On 04/01/2020 23:59, Brian Burch wrote:
> On 5/1/20 2:45 am, Emmanuel Lécharny wrote:
>> Hi Brian,
>>
>> it works for me, but I have added the MUST attributes homeDirectory
>> and uid (from posixAccount):
>>
>>
>> objectclass ( 1.3.6.1.1.1.2.0 NAME 'posixAccount'
>> DESC 'Abstraction of an account with POSIX attributes'
>> SUP top
>> AUXILIARY
>> MUST ( cn $ uid $ uidNumber $ gidNumber $ homeDirectory )
>> MAY ( userPassword $ loginShell $ gecos $ description ) )
>>
>>
>> Your LDIF does dot add those two mandatory attributes. the error
>> message is not appropriate though...
>
> Thanks for your quick and helpful reply, Emmanuel.
>
> Yes, that was my own conclusion. However, the best of my google
> searches ALL turn up with the same ldif that worked successfully under
> the M23 schema.
Do you mean that this ldif worked with M23 ?
>
> Obviously, one of our devs updated cn=nis,ou=schema in either M24 or
> M25, so now the advice on the internet is both wrong and confusing..
Can you proivide the pointers on the internet pages you are mentionning?
The PosixAccount ObjectClass hasn't been changed since 2011...
>
> Can you shed any light on the reason for this change? I though the
> registered owner of the nis schema OID space made the decision about
> its content, while the apacheds project merely accepted any changes
> and (of course) is free to maintain the m-disabled switch as it wishes...
>
> I don't have my new M25 system running at the moment, but am I right
> in thinking this current M25 schema makes the posixAccount objectClass
> almost pointless? It's only use would be as a search term.
>
> I can't see why ANY ldap object at all could not have the uidNumber,
> etc, attributes assigned to it once the nis schema has been enabled? I
> haven't tried yet, but these ldap attributes don't seem to be defined
> in any objectClass that I could find...

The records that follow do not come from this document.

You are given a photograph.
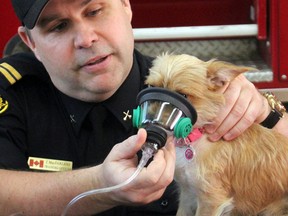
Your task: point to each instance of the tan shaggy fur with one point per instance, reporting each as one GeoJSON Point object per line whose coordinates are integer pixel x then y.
{"type": "Point", "coordinates": [245, 176]}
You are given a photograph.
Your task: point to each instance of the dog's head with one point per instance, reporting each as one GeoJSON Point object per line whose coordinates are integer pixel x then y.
{"type": "Point", "coordinates": [201, 82]}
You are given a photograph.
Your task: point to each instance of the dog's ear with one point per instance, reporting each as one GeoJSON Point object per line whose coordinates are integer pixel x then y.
{"type": "Point", "coordinates": [219, 73]}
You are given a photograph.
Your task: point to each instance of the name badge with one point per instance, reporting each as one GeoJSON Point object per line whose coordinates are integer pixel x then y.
{"type": "Point", "coordinates": [46, 164]}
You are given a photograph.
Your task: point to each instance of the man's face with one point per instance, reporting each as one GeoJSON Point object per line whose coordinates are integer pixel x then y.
{"type": "Point", "coordinates": [85, 45]}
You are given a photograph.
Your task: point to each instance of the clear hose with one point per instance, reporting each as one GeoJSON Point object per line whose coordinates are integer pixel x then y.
{"type": "Point", "coordinates": [147, 153]}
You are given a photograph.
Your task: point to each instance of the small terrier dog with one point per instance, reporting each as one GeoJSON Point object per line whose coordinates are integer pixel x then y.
{"type": "Point", "coordinates": [245, 176]}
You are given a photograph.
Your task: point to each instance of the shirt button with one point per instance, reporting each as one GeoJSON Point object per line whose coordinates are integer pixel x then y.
{"type": "Point", "coordinates": [164, 203]}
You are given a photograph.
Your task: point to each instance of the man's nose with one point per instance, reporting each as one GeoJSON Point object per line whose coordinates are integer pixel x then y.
{"type": "Point", "coordinates": [85, 36]}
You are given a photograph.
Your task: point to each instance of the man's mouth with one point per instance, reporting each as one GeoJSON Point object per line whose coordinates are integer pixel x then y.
{"type": "Point", "coordinates": [93, 62]}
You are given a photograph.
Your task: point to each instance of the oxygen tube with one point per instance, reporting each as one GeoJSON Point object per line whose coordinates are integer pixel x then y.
{"type": "Point", "coordinates": [147, 153]}
{"type": "Point", "coordinates": [161, 113]}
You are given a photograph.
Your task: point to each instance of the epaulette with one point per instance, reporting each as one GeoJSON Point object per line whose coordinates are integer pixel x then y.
{"type": "Point", "coordinates": [15, 67]}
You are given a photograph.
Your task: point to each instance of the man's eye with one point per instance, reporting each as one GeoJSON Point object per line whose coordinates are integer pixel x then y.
{"type": "Point", "coordinates": [60, 27]}
{"type": "Point", "coordinates": [94, 12]}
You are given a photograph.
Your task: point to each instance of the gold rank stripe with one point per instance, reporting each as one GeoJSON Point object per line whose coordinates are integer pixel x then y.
{"type": "Point", "coordinates": [46, 164]}
{"type": "Point", "coordinates": [10, 73]}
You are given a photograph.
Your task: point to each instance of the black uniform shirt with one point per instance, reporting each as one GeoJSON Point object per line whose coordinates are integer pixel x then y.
{"type": "Point", "coordinates": [37, 121]}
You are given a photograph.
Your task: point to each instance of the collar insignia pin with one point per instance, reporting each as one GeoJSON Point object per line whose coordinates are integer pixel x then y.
{"type": "Point", "coordinates": [127, 115]}
{"type": "Point", "coordinates": [3, 105]}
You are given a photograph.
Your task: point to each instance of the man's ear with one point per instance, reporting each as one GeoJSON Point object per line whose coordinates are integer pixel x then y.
{"type": "Point", "coordinates": [127, 7]}
{"type": "Point", "coordinates": [219, 73]}
{"type": "Point", "coordinates": [28, 40]}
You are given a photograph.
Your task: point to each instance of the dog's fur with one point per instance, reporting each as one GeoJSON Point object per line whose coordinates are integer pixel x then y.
{"type": "Point", "coordinates": [245, 176]}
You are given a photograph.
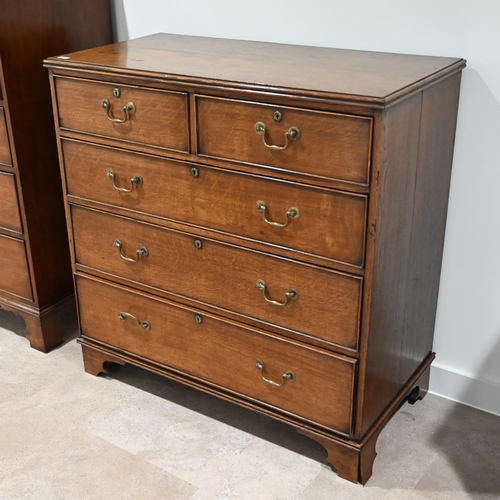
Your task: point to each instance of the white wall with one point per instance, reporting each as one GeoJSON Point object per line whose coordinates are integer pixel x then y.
{"type": "Point", "coordinates": [467, 338]}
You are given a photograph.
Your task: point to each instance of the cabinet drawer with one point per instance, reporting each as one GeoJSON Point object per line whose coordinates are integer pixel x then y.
{"type": "Point", "coordinates": [9, 208]}
{"type": "Point", "coordinates": [5, 158]}
{"type": "Point", "coordinates": [160, 118]}
{"type": "Point", "coordinates": [330, 145]}
{"type": "Point", "coordinates": [221, 353]}
{"type": "Point", "coordinates": [330, 223]}
{"type": "Point", "coordinates": [14, 274]}
{"type": "Point", "coordinates": [223, 275]}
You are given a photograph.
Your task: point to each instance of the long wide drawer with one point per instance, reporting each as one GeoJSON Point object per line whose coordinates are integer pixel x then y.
{"type": "Point", "coordinates": [10, 217]}
{"type": "Point", "coordinates": [158, 118]}
{"type": "Point", "coordinates": [5, 157]}
{"type": "Point", "coordinates": [326, 223]}
{"type": "Point", "coordinates": [320, 303]}
{"type": "Point", "coordinates": [326, 145]}
{"type": "Point", "coordinates": [221, 353]}
{"type": "Point", "coordinates": [14, 274]}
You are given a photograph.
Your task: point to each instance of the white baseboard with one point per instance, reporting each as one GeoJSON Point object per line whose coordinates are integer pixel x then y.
{"type": "Point", "coordinates": [481, 394]}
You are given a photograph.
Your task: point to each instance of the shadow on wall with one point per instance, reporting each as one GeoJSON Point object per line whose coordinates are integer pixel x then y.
{"type": "Point", "coordinates": [119, 20]}
{"type": "Point", "coordinates": [468, 445]}
{"type": "Point", "coordinates": [467, 441]}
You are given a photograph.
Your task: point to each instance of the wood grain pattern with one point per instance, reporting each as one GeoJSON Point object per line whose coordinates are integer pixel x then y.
{"type": "Point", "coordinates": [5, 158]}
{"type": "Point", "coordinates": [332, 224]}
{"type": "Point", "coordinates": [222, 353]}
{"type": "Point", "coordinates": [330, 145]}
{"type": "Point", "coordinates": [14, 278]}
{"type": "Point", "coordinates": [353, 75]}
{"type": "Point", "coordinates": [222, 275]}
{"type": "Point", "coordinates": [374, 157]}
{"type": "Point", "coordinates": [160, 118]}
{"type": "Point", "coordinates": [392, 242]}
{"type": "Point", "coordinates": [10, 217]}
{"type": "Point", "coordinates": [29, 32]}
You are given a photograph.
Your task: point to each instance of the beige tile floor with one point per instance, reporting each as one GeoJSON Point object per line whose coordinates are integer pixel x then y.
{"type": "Point", "coordinates": [65, 434]}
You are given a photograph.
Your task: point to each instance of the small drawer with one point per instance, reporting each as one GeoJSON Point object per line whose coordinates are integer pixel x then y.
{"type": "Point", "coordinates": [5, 158]}
{"type": "Point", "coordinates": [14, 275]}
{"type": "Point", "coordinates": [9, 207]}
{"type": "Point", "coordinates": [324, 304]}
{"type": "Point", "coordinates": [156, 118]}
{"type": "Point", "coordinates": [315, 143]}
{"type": "Point", "coordinates": [320, 222]}
{"type": "Point", "coordinates": [221, 353]}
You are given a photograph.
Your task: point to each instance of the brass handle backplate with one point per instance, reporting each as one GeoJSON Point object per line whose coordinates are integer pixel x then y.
{"type": "Point", "coordinates": [292, 133]}
{"type": "Point", "coordinates": [292, 294]}
{"type": "Point", "coordinates": [288, 375]}
{"type": "Point", "coordinates": [292, 213]}
{"type": "Point", "coordinates": [142, 252]}
{"type": "Point", "coordinates": [122, 316]}
{"type": "Point", "coordinates": [128, 111]}
{"type": "Point", "coordinates": [135, 181]}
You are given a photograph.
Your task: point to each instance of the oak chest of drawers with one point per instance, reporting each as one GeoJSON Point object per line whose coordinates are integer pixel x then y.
{"type": "Point", "coordinates": [263, 222]}
{"type": "Point", "coordinates": [35, 267]}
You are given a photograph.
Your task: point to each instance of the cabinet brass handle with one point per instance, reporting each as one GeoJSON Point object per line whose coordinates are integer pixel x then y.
{"type": "Point", "coordinates": [122, 316]}
{"type": "Point", "coordinates": [135, 181]}
{"type": "Point", "coordinates": [142, 252]}
{"type": "Point", "coordinates": [292, 133]}
{"type": "Point", "coordinates": [292, 294]}
{"type": "Point", "coordinates": [292, 213]}
{"type": "Point", "coordinates": [288, 375]}
{"type": "Point", "coordinates": [128, 111]}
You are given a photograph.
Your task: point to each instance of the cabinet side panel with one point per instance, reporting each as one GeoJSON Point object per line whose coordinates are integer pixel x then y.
{"type": "Point", "coordinates": [398, 157]}
{"type": "Point", "coordinates": [29, 32]}
{"type": "Point", "coordinates": [437, 137]}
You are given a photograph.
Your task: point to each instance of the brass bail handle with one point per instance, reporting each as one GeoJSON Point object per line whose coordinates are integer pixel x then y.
{"type": "Point", "coordinates": [135, 181]}
{"type": "Point", "coordinates": [292, 133]}
{"type": "Point", "coordinates": [122, 316]}
{"type": "Point", "coordinates": [292, 213]}
{"type": "Point", "coordinates": [128, 111]}
{"type": "Point", "coordinates": [292, 294]}
{"type": "Point", "coordinates": [142, 252]}
{"type": "Point", "coordinates": [288, 375]}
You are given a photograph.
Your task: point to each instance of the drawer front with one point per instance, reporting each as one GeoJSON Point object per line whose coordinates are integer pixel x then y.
{"type": "Point", "coordinates": [330, 145]}
{"type": "Point", "coordinates": [330, 223]}
{"type": "Point", "coordinates": [9, 208]}
{"type": "Point", "coordinates": [223, 275]}
{"type": "Point", "coordinates": [160, 118]}
{"type": "Point", "coordinates": [221, 353]}
{"type": "Point", "coordinates": [5, 158]}
{"type": "Point", "coordinates": [14, 275]}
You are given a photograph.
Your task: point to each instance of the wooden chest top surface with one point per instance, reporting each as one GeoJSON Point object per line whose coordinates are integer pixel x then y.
{"type": "Point", "coordinates": [359, 75]}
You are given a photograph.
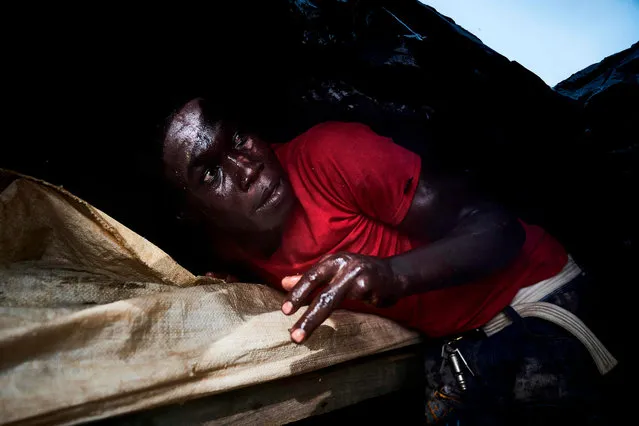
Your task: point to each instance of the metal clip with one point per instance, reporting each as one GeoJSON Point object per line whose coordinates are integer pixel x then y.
{"type": "Point", "coordinates": [452, 353]}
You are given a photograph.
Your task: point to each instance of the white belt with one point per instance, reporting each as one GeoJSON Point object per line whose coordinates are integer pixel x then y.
{"type": "Point", "coordinates": [526, 303]}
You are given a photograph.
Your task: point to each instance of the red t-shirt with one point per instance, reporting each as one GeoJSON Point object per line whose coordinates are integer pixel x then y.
{"type": "Point", "coordinates": [354, 187]}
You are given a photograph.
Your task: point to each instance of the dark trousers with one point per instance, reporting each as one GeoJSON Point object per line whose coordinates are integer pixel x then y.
{"type": "Point", "coordinates": [533, 372]}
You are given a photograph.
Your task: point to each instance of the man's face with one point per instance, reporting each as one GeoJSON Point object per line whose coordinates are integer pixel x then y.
{"type": "Point", "coordinates": [233, 179]}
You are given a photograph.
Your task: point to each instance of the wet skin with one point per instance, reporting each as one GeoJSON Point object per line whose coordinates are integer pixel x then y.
{"type": "Point", "coordinates": [235, 181]}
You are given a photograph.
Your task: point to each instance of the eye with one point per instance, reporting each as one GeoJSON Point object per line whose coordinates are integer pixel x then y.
{"type": "Point", "coordinates": [212, 176]}
{"type": "Point", "coordinates": [239, 140]}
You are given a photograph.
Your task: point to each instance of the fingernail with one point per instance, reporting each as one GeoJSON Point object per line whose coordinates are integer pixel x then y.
{"type": "Point", "coordinates": [298, 335]}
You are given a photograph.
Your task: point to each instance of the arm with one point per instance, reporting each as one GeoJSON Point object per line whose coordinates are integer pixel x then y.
{"type": "Point", "coordinates": [469, 239]}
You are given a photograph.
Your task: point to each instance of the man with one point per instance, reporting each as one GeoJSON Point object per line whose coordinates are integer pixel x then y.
{"type": "Point", "coordinates": [341, 217]}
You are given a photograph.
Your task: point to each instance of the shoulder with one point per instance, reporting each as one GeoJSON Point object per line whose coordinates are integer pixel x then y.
{"type": "Point", "coordinates": [338, 141]}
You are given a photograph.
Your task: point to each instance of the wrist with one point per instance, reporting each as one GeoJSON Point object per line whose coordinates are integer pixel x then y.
{"type": "Point", "coordinates": [401, 280]}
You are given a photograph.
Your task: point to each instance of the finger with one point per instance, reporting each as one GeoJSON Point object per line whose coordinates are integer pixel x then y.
{"type": "Point", "coordinates": [360, 290]}
{"type": "Point", "coordinates": [321, 308]}
{"type": "Point", "coordinates": [289, 282]}
{"type": "Point", "coordinates": [319, 274]}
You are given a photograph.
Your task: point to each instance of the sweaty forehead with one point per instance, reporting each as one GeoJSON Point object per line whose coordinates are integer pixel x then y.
{"type": "Point", "coordinates": [187, 136]}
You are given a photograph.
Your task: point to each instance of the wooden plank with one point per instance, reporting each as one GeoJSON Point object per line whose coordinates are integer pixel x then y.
{"type": "Point", "coordinates": [293, 398]}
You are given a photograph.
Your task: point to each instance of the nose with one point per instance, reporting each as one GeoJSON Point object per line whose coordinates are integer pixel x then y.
{"type": "Point", "coordinates": [246, 170]}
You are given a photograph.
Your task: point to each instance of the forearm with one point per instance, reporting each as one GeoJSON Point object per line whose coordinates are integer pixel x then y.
{"type": "Point", "coordinates": [482, 243]}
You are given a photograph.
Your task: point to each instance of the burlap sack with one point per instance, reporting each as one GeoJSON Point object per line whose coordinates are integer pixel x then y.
{"type": "Point", "coordinates": [96, 321]}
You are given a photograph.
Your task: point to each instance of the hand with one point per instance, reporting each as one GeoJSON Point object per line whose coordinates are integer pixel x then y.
{"type": "Point", "coordinates": [345, 275]}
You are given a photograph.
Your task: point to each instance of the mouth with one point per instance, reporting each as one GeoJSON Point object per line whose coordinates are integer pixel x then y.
{"type": "Point", "coordinates": [268, 193]}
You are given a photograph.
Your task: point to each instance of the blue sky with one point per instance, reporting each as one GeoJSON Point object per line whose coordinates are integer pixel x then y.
{"type": "Point", "coordinates": [552, 38]}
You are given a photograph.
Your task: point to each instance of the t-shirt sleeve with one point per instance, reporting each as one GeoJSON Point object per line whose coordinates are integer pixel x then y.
{"type": "Point", "coordinates": [359, 171]}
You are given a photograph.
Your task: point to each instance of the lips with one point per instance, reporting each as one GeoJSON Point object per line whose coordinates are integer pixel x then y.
{"type": "Point", "coordinates": [268, 192]}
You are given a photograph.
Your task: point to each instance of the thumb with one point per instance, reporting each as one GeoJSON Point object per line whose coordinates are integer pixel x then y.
{"type": "Point", "coordinates": [289, 282]}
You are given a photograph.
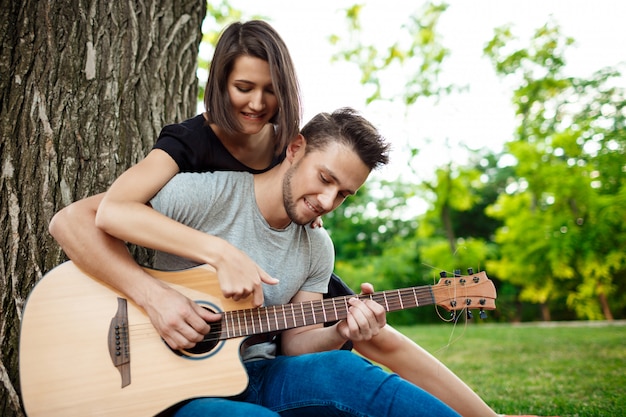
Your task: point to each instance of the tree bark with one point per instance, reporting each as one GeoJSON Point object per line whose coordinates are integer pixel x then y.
{"type": "Point", "coordinates": [85, 87]}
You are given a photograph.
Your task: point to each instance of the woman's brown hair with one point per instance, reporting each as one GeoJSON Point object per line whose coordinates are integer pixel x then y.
{"type": "Point", "coordinates": [258, 39]}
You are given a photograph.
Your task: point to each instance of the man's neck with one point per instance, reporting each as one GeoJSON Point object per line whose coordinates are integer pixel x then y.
{"type": "Point", "coordinates": [268, 191]}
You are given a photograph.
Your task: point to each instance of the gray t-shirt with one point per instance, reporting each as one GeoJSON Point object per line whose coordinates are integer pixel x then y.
{"type": "Point", "coordinates": [223, 204]}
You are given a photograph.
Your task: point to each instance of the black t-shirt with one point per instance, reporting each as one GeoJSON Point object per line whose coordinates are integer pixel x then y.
{"type": "Point", "coordinates": [196, 148]}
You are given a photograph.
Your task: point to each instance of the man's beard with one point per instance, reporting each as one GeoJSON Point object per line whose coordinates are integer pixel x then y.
{"type": "Point", "coordinates": [288, 200]}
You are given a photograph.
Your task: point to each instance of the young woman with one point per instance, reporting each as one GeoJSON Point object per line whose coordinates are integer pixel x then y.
{"type": "Point", "coordinates": [252, 111]}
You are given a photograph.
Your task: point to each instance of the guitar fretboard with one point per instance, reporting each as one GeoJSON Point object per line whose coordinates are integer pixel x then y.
{"type": "Point", "coordinates": [249, 322]}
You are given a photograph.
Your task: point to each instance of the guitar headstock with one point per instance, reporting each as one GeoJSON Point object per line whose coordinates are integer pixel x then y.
{"type": "Point", "coordinates": [473, 291]}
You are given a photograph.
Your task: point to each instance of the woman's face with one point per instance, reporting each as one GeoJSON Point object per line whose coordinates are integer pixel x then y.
{"type": "Point", "coordinates": [252, 93]}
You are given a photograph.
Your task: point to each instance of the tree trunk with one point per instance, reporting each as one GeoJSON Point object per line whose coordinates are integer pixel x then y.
{"type": "Point", "coordinates": [85, 87]}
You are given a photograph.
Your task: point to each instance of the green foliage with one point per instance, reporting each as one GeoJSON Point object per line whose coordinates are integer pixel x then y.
{"type": "Point", "coordinates": [561, 215]}
{"type": "Point", "coordinates": [416, 56]}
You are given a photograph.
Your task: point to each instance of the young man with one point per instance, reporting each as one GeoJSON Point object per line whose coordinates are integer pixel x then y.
{"type": "Point", "coordinates": [245, 225]}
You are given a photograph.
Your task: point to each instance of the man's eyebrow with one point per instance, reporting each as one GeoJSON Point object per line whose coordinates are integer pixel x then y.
{"type": "Point", "coordinates": [336, 179]}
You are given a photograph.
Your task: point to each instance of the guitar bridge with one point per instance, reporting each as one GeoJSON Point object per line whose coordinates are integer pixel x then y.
{"type": "Point", "coordinates": [119, 347]}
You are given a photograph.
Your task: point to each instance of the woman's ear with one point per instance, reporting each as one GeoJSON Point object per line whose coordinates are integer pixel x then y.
{"type": "Point", "coordinates": [296, 148]}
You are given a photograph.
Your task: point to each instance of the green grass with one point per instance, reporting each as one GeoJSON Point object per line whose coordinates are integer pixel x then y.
{"type": "Point", "coordinates": [567, 369]}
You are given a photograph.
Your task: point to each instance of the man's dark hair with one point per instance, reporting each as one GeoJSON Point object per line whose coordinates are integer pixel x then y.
{"type": "Point", "coordinates": [348, 127]}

uidNumber AT is used by the posixAccount, sambaUnixIdPool and
sambaIdmapEntry ObjectClass.
>
> WDYT? I don't want to change the schema back to M23 (like you did!)
> without a good reason, because simply circumventing the current
> problem doesn't feel right to me. There's the matter of the misleading
> google searches, too!
Again, there was no schema change made since a very long time, and
certainly not between M23 and M25.
There must be something else that cause your issue (and again, I did
check on my current trunk, and the ObjetClass change just works).
>
> Regards,
>
> Brian
>
>> On 04/01/2020 07:28, Brian Burch wrote:
>>> I am currently trying to do a clean setup of a new M25 installation
>>> using and adapting the set of ldapmodify jobs I successfully used
>>> many years ago for my production M23 system (which still works fine).
>>>
>>> I've hit quite a few issues with additional schema elements, so I
>>> decided to take it slow and easy to just get the posix stuff working
>>> first. It has been driving me pretty crazy and I really can't work
>>> out what is wrong.
>>>
>>> Of course, I have modified:-
>>>
>>> dn: cn=nis,ou=schema
>>> changetype: modify
>>> replace: m-disabled
>>> m-disabled: FALSE
>>>
>>> ... and restarted the server. Studio confirms my change is active.
>>>
>>>
>>> Here is the existing basic user definition (copied as ldif with
>>> studio):-
>>>
>>> dn: uid=brian,ou=people,o=pingtoo.com
>>> objectclass: inetOrgPerson
>>> objectclass: organizationalPerson
>>> objectclass: person
>>> objectclass: top
>>> cn: Brian E. Burch
>>> sn: Burch
>>> givenname: Brian
>>> uid: brian
>>> userPassword::
>>> e1NTSEF9WWsvOXZhN3ZtNkxBemhYeURmOEczNjhPSjJndGkwazNJeVphelE9P
>>> Q==
>>>
>>>
>>> So now I try to make a very simple change to turn my ldapentry into
>>> a posixUser:-
>>>
>>> dn: uid=brian,ou=People,o=pingtoo.com
>>> changetype: modify
>>> replace: objectClass
>>> objectClass: top
>>> objectClass: person
>>> objectClass: organizationalPerson
>>> objectClass: inetOrgPerson
>>> objectClass: posixAccount
>>> -
>>> add: uidNumber
>>> uidNumber: 2000
>>> -
>>> add: gidNumber
>>> gidNumber: 2000
>>>
>>>
>>> But it fails as follows:
>>>
>>> ldap_initialize( ldap://ldap.pingtoo.com:10389 )
>>> replace objectClass:
>>> top
>>> person
>>> organizationalPerson
>>> inetOrgPerson
>>> posixAccount
>>> add uidNumber:
>>> 2000
>>> add gidNumber:
>>> 2000
>>> modifying entry "uid=brian,ou=People,o=pingtoo.com"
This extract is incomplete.